- Native name: 어영담
- Nickname: Kyŏngyu
- Born: 1532
- Died: April 9, 1594 (aged 61–62) Hansando, Gyeongsang, Joseon Korea
- Allegiance: Joseon Korea
- Branch: Navy
- Service years: 1580 –1594
- Rank: Third senior rank (정3품)
- Conflicts: Imjin War Battle of Okpo; Battle of Sacheon (1592); Battle of Hansan Island; Battle of Danghangpo; ;

Korean name
- Hangul: 어영담
- Hanja: 魚泳潭
- RR: Eo Yeongdam
- MR: Ŏ Yŏngdam

Courtesy name
- Hangul: 경유
- Hanja: 景游
- RR: Gyeongyu
- MR: Kyŏngyu

= Ŏ Yŏngdam =

Korean naval commander (1532–1594)

Ŏ Yŏngdam (1532 – April 9, 1594) was a Korean military official of the mid-Joseon Period who served as a magistrate of Gwangyang, Jeolla Province. He was a general under Admiral Yi Sun-sin during the Imjin war. He was known for his knowledge of waterways and built great achievements in Geoje, Okpo, and Danghangpo naval battles.

==Life==
Ŏ Yŏngdam was born in 1532. His hometown is unknown, but he is said to have lived in Haman County, Gyeongsang Province. He excelled in martial arts and resourcefulness and was specially recruited as a subarea commander of Yeodo at an early age. In 1564, he passed a military examination as a third person among third-tier passers.

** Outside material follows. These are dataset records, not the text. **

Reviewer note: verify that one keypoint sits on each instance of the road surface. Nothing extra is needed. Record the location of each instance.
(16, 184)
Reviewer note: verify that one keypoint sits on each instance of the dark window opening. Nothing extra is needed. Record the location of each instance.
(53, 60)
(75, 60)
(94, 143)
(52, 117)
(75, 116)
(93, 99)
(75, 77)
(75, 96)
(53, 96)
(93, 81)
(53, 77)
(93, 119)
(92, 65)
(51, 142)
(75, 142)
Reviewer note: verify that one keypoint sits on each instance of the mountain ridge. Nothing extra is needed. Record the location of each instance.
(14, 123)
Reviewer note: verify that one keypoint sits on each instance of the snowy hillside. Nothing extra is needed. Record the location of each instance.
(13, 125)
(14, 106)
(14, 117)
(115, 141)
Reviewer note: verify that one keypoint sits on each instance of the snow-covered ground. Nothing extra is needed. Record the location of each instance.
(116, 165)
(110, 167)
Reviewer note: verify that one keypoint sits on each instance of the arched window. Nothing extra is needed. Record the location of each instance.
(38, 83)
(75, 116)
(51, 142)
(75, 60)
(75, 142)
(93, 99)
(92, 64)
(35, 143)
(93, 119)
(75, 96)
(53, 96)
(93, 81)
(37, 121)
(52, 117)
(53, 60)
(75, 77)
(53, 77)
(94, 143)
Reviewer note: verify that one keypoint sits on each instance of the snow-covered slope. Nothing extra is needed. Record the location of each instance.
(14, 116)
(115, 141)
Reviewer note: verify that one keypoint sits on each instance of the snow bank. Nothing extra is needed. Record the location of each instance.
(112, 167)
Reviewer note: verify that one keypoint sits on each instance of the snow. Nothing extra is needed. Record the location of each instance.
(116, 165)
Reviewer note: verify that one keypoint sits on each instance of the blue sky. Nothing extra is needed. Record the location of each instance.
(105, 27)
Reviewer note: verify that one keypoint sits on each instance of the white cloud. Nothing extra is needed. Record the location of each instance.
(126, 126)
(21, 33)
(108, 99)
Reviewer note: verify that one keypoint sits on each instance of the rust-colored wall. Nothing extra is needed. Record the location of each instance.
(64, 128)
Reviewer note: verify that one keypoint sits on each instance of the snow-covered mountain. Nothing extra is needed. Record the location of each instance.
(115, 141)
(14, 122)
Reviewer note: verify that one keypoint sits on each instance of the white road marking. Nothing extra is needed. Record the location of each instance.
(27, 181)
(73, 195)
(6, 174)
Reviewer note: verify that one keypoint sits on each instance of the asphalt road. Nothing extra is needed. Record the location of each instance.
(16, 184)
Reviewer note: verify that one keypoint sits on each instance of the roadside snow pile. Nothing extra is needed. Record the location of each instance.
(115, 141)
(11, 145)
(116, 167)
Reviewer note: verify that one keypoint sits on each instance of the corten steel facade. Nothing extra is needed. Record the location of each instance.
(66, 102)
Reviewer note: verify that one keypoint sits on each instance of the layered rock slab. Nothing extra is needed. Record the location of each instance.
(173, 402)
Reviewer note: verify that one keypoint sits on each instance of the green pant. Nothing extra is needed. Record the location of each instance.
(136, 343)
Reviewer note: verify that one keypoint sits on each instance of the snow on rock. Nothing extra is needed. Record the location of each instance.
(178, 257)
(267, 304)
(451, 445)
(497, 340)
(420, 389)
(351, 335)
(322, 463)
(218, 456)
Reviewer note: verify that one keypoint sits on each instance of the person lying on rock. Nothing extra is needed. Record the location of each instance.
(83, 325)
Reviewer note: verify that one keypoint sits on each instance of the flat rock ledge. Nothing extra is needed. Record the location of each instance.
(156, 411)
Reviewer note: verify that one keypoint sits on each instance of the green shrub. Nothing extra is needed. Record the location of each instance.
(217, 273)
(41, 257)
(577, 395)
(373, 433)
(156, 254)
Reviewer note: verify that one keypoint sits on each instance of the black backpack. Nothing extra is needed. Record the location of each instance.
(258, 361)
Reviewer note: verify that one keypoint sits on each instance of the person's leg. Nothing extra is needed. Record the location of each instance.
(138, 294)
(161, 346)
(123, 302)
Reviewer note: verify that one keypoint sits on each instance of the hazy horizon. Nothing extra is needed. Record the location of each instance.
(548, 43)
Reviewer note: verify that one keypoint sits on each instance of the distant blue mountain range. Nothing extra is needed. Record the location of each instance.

He started his career on 1 December 1580, as a magistrate of Sacheon. Later, he was assigned as a magistrate in Goryeong, Mujang, and Eonyang, focusing on the coasts of Gyeongsang province and Jeolla province. He examined sea routes in detail, allowing the entry and exit of ships. In May 1592, he led Yi Sun-sin's waterway as a magistrate of Gwangyang. From the Battle of Okpo to the Battle of Angolpo, as the Central Commandant, he played a big role in victory by defeating a total of 8 ships (4 large ships, 2 medium vessels and 2 small boats). In recognition of this contribution, he was promoted to Tongjeong (통정; 通政; Thoroughly Administrative), the third senior rank. When preparing for the provisions, He stored separately seeds of crops and crops for people's first aid. In February 1593, while he was participating in the Battle of Ungcheon and thus was not in Gwangyang, Im Bal-yeong, the secret royal inspector of transportation, misunderstood the food stored separately and asked for his dismissal. Yi Sun-sin and the people of Gwangyang launched a campaign to publicize his innocence but were eventually dismissed. Later, Yi Sun-sin raised his ambition to appoint him as an Assistant Defense Commandant again and received permission from the court. In the Second Battle of Danghangpo, he smashed two large ships as the Assistant Defense Commandant.

On April 9, 1594, he died of an infectious disease in Hansando.